Bug with train class method for MobileViTForSemanticSegmentation #30676

travisddavies · 2024-05-06T13:01:05Z

System Info

transformers version: 4.38.2
Platform: Linux-6.8.7-arch1-1-x86_64-with-glibc2.39
Python version: 3.11.9
Huggingface_hub version: 0.22.2
Safetensors version: 0.4.3
Accelerate version: not installed
Accelerate config: not found
PyTorch version (GPU?): 2.3.0+cu121 (True)
Tensorflow version (GPU?): not installed (NA)
Flax version (CPU?/GPU?/TPU?): not installed (NA)
Jax version: not installed
JaxLib version: not installed
Using GPU in script?:
Using distributed or parallel set-up in script?:

Who can help?

@amyeroberts @pacman100

Information

The official example scripts
My own modified scripts

Tasks

An officially supported task in the examples folder (such as GLUE/SQuAD, ...)
My own task or dataset (give details below)

Reproduction

import requests
import torch
from PIL import Image
import cv2
from transformers import MobileViTImageProcessor, MobileViTForSemanticSegmentation
from torchinfo import summary
import numpy as np

filepath = "drive/MyDrive/T55HDV_20190910T001109_20190910T012858_S2B.jpg"
image = cv2.imread(filepath)
mask = cv2.imread('drive/MyDrive/mask.jpg')[:,:,0]
mask = torch.tensor(mask)
mask = (mask > 0).float()
print(image.shape, mask.shape)

image_processor = MobileViTImageProcessor(do_reduce_labels=False)

id2label = {
    0: "background",
    1: "object",
}

label2id = {v: k for k, v in id2label.items()}

model = MobileViTForSemanticSegmentation.from_pretrained(
    "apple/mobilevit-small",
    num_labels=2,
    id2label=id2label,
    label2id=label2id)

inputs = image_processor(images=image, segmentation_maps=mask, return_tensors="pt")

model.train()
outputs = model(pixel_values=inputs["pixel_values"], labels=inputs['labels'])

Expected behavior

outputs should be returned with logits and loss.

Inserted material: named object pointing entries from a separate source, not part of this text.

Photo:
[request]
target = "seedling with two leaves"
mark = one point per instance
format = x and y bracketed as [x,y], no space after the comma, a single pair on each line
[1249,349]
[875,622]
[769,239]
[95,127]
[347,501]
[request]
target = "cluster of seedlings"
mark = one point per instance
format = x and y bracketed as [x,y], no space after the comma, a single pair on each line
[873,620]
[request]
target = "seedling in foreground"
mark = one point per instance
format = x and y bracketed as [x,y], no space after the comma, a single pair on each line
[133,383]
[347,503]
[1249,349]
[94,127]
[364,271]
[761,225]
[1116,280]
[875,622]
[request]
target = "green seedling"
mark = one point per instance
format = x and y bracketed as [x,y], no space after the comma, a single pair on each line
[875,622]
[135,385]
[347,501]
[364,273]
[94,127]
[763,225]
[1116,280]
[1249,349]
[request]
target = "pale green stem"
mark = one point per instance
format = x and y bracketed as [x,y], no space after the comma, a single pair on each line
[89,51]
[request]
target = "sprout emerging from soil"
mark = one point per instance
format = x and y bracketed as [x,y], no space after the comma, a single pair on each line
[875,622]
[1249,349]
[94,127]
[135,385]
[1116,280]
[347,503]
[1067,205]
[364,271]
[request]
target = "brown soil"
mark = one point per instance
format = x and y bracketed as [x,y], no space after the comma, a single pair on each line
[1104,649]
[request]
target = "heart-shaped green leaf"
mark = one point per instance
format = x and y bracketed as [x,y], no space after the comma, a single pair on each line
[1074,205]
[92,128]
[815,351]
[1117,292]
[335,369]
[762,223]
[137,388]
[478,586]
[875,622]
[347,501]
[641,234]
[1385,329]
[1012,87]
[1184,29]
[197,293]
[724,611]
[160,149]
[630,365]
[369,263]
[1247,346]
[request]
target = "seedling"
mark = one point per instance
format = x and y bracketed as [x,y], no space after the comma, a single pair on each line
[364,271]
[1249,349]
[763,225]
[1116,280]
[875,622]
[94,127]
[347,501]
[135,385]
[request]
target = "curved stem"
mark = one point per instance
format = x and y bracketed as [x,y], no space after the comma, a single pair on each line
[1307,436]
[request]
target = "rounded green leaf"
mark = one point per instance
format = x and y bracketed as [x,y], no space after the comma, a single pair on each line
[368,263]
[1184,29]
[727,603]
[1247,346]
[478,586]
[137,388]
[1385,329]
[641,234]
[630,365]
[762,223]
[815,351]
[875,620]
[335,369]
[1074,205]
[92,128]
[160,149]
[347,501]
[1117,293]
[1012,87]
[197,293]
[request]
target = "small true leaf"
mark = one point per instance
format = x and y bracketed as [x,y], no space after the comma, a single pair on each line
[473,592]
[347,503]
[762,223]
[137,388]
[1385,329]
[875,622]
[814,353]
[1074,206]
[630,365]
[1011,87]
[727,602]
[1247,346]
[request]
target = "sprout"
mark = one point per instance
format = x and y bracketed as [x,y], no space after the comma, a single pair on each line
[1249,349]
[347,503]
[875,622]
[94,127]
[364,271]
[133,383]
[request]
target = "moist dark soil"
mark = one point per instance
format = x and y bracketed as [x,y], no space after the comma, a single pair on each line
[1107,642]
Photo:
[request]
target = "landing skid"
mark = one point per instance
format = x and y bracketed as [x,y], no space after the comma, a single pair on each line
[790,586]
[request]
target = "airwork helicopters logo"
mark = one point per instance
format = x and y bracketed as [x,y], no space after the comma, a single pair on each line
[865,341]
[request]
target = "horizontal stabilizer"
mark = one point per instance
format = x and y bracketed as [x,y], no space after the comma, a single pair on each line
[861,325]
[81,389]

The text was updated successfully, but these errors were encountered:

qubvel · 2024-05-06T15:03:36Z

Hi @travisddavies, can you please specify what is going wrong or provide an error traceback?

I was able to run the following code

import numpy as np
from transformers import MobileViTImageProcessor, MobileViTForSemanticSegmentation

image = np.ones((512, 512, 3), dtype=np.uint8)
mask = np.ones((512, 512), dtype=np.uint8)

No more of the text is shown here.